Driving down River Road west of Oscoda many moons ago we ran across a snowshoe hare laying on the side of the road. We got out to check it out. I reached down to pick it up and an ermine had a death grip on it. It let go and the hare ran off! Scared the crap out of us!


----------



## Wolverick (Dec 11, 2008)

If we`re going to share weasel stories here`s one. I was driving down a local dirt road years ago in the dead of Winter when I saw an ermine run across the road with a mouse in it`s mouth. My vehicle scared it into dropping the dead mouse and it ran into the tags next to the road. I quickly stopped my truck and got out. Seeing the ermine poking his head up from the snow here and there I grabbed his prize mouse and went to the back of my truck to get a one and a half long spring. I hung the mouse over the trap expecting to catch the ermine. It saw the mouse and ran full tilt toward the tag I had hung it in. When his nose hit the trap the weasel sprang back about three feet quick as lightning. It poked in and out of the snow as it moved around, then all of a sudden it shot up the tag alder and grabbed the mouse and shot off into the swamp.

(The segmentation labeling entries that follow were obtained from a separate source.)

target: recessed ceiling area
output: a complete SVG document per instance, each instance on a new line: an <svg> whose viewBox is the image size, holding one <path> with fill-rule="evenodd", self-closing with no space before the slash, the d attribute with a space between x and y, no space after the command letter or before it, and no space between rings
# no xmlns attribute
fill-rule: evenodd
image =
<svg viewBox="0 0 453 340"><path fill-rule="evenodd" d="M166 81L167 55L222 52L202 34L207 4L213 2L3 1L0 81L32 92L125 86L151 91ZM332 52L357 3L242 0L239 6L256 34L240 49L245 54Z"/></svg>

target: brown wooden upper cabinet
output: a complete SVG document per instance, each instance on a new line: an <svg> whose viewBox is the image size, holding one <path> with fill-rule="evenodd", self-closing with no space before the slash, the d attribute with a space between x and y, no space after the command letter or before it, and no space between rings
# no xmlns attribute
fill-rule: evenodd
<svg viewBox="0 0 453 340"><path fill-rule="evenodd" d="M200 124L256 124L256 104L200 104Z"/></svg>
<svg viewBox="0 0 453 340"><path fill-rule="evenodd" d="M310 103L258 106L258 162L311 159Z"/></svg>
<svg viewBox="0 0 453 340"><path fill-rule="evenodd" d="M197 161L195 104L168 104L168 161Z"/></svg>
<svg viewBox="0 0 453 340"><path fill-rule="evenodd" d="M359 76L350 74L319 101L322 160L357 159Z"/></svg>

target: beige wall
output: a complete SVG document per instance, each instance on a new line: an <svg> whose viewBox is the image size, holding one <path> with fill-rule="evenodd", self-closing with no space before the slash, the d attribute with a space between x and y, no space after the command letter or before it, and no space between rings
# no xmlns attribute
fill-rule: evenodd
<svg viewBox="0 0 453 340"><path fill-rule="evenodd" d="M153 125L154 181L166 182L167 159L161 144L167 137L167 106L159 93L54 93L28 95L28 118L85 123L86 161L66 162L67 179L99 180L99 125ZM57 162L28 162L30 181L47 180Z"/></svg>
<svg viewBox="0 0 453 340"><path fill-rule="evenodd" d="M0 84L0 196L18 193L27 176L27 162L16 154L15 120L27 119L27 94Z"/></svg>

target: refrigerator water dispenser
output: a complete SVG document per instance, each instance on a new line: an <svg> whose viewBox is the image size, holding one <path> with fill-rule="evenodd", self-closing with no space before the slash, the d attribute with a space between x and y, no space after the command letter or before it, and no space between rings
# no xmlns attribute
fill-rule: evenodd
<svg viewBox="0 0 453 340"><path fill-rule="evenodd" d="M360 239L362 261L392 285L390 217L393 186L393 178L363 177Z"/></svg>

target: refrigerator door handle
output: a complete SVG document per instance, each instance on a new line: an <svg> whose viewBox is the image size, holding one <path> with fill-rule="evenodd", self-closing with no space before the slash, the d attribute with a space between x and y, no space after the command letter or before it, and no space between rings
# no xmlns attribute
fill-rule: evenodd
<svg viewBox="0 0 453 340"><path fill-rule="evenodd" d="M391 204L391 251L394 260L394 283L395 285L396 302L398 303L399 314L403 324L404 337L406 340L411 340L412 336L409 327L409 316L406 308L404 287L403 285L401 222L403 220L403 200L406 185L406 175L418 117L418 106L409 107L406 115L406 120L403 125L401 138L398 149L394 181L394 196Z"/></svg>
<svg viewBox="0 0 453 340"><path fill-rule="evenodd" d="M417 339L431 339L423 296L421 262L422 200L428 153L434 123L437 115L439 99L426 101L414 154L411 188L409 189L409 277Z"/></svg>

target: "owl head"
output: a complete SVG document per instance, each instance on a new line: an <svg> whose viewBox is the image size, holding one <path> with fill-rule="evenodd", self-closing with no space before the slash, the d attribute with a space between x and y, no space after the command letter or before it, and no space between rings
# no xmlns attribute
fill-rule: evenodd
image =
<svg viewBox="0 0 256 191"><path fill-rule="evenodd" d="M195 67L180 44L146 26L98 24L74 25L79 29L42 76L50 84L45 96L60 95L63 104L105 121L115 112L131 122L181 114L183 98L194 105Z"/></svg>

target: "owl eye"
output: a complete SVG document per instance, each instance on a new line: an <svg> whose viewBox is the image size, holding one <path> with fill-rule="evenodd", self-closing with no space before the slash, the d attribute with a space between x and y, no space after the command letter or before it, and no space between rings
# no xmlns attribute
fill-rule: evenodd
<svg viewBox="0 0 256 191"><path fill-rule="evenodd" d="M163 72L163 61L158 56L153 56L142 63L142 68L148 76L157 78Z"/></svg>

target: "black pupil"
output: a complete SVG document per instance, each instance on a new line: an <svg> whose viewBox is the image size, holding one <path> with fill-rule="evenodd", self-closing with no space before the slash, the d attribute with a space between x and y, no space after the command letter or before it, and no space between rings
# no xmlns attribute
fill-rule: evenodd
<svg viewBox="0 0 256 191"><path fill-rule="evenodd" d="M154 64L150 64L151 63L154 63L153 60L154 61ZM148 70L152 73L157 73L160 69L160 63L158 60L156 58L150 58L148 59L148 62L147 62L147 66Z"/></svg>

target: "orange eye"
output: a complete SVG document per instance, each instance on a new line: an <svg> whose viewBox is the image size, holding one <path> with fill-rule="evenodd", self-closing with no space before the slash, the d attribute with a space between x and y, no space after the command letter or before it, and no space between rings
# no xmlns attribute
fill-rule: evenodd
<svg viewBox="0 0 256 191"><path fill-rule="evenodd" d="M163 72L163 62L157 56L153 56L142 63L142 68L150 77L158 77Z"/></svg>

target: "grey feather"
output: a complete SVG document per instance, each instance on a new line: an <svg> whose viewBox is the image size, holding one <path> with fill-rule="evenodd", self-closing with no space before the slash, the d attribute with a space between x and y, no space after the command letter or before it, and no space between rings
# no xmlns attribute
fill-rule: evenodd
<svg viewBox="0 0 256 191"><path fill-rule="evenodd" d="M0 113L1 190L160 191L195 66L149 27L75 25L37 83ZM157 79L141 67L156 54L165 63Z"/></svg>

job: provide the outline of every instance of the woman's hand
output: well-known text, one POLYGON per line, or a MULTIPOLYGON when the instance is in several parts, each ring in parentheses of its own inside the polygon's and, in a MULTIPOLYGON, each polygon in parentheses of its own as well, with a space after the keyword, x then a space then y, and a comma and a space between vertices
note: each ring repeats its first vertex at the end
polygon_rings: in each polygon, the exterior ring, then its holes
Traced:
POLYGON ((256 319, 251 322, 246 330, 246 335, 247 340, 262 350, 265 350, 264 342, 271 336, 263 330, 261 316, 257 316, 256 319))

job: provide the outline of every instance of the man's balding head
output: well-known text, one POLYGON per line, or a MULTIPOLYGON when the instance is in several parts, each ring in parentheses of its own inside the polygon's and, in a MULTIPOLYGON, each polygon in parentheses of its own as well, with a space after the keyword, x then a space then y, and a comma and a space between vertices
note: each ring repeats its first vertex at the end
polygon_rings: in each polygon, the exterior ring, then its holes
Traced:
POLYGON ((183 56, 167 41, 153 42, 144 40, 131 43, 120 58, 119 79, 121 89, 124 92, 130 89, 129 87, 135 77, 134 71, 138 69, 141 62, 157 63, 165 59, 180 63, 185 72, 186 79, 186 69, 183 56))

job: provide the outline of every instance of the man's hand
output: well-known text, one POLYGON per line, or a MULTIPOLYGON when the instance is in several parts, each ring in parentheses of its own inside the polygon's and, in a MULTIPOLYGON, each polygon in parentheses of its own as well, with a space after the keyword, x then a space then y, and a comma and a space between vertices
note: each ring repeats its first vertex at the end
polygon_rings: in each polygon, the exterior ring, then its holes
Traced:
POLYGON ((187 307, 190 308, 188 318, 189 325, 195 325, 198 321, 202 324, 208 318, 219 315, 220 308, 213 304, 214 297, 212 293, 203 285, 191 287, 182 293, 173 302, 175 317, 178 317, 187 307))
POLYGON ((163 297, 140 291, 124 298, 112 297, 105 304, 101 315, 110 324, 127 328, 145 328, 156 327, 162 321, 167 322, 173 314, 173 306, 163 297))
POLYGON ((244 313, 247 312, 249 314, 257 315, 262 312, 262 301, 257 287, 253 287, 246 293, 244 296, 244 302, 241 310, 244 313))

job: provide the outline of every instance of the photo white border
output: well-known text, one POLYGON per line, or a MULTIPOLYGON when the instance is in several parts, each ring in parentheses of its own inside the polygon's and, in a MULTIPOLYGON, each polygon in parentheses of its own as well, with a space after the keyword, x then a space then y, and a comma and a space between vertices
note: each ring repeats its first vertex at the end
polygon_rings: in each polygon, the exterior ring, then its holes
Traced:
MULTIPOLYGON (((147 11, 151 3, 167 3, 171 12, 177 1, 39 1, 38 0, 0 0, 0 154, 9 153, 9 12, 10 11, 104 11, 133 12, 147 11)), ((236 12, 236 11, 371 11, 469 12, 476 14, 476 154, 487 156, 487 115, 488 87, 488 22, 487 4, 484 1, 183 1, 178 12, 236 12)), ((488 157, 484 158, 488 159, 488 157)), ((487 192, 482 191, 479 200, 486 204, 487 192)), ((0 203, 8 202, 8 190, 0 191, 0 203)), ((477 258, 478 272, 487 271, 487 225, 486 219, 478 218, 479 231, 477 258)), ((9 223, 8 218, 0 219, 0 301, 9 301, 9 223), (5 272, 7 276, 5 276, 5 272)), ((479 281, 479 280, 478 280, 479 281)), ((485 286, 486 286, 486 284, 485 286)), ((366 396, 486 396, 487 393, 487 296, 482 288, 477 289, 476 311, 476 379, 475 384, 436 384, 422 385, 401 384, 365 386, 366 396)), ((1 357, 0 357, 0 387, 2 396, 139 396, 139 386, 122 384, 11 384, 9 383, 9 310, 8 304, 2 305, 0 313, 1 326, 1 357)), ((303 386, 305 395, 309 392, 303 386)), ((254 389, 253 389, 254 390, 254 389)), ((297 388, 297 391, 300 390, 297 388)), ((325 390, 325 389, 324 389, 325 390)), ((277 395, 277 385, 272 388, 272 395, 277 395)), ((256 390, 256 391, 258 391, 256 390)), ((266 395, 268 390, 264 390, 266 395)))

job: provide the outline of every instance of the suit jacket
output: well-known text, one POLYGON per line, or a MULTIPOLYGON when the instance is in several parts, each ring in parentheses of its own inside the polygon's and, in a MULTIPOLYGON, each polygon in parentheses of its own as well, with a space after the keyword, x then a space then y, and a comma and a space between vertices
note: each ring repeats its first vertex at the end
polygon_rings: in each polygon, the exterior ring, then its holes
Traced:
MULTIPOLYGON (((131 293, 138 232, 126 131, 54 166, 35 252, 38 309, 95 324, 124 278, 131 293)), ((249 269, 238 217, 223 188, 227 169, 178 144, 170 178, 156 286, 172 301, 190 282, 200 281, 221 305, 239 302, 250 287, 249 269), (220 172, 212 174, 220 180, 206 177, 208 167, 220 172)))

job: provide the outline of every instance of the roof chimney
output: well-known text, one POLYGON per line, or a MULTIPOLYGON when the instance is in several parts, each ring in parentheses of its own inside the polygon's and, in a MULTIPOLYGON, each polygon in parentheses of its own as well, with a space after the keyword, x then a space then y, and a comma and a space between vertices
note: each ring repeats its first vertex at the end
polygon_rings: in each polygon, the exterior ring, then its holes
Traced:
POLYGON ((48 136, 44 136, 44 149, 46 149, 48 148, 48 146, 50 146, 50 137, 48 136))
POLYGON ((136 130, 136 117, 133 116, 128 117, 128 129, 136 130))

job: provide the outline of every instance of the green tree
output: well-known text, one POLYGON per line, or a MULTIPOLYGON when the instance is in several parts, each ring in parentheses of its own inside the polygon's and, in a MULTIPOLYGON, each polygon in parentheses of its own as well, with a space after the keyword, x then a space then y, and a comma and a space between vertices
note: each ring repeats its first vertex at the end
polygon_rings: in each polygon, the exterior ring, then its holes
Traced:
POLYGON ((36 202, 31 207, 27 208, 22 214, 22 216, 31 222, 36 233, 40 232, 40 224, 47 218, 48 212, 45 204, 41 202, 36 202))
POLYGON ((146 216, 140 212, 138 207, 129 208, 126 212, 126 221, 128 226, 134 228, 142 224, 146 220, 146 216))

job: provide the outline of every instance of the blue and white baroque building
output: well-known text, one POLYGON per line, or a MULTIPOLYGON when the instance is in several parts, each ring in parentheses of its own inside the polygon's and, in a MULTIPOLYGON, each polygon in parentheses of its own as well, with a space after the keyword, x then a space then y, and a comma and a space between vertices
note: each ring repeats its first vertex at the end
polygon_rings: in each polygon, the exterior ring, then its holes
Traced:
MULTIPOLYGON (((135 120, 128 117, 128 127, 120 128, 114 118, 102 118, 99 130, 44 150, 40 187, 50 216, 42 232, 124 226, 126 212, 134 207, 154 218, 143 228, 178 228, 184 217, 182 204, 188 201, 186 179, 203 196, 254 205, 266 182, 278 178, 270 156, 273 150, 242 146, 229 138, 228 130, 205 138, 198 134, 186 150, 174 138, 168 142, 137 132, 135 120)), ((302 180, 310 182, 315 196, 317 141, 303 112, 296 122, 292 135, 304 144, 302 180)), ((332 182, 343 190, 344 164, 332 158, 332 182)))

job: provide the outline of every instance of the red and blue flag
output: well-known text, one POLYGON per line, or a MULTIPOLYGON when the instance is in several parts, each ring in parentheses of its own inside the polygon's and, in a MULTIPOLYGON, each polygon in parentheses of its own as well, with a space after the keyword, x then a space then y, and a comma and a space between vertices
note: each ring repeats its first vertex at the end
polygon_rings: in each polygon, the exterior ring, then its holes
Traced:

I have never been so glad to not catch something. Remembering the story has brought me much more happiness than I would have ever gotten from killing that ermine. They are such amazing little critters.


----------



## on a call (Jan 16, 2010)

One reason old farmers hated them....chicken coup invaders.


----------



## Martin Looker (Jul 16, 2015)

It's kind of odd that my neighbor across the road has had all kinds of trouble with weasel and mink killing her chickens. We raised lots of chickens and rabbits and never had any problems with either of them. We even had a weasel raise her little ones in our wood shed for a couple of years and they never bothered our rabbits.


----------



## FREEPOP (Apr 11, 2002)

No better mouser than a weasel.
I trapped one farm that a girl I went to school with, grew up at. She told me that her cat had kittens and a weasel killed everyone if them.


----------



## Tron322 (Oct 29, 2011)

22 Chuck said:


> Fur-Fish-Game has a page of reader pics. Send it to them and it will get in the mag in a couple months, for sure!!!!!!!!!!!!


It's in July issue, saw it and thought I had seen that picture before it just took me a minute to remember.


----------



## MichiFishy (Sep 17, 2019)

Glad you sent this in! I recognized it immediately.


----------



## deagansdad1 (Jan 27, 2021)

Very cool

Sent from my SM-A716U using Tapatalk


----------



## snortwheeze (Jul 31, 2012)

Waif said:


> Dang!!!! Slim odds.
> I'd want it mounted trap and all.
> 
> The picture is enough proof though.
> Good catch!


Yes, that ! Very cool


----------



## 22 Chuck (Feb 2, 2006)

Thagt pic or one just like it was featured in Fur-Fish-Game that I rec yesterday.


----------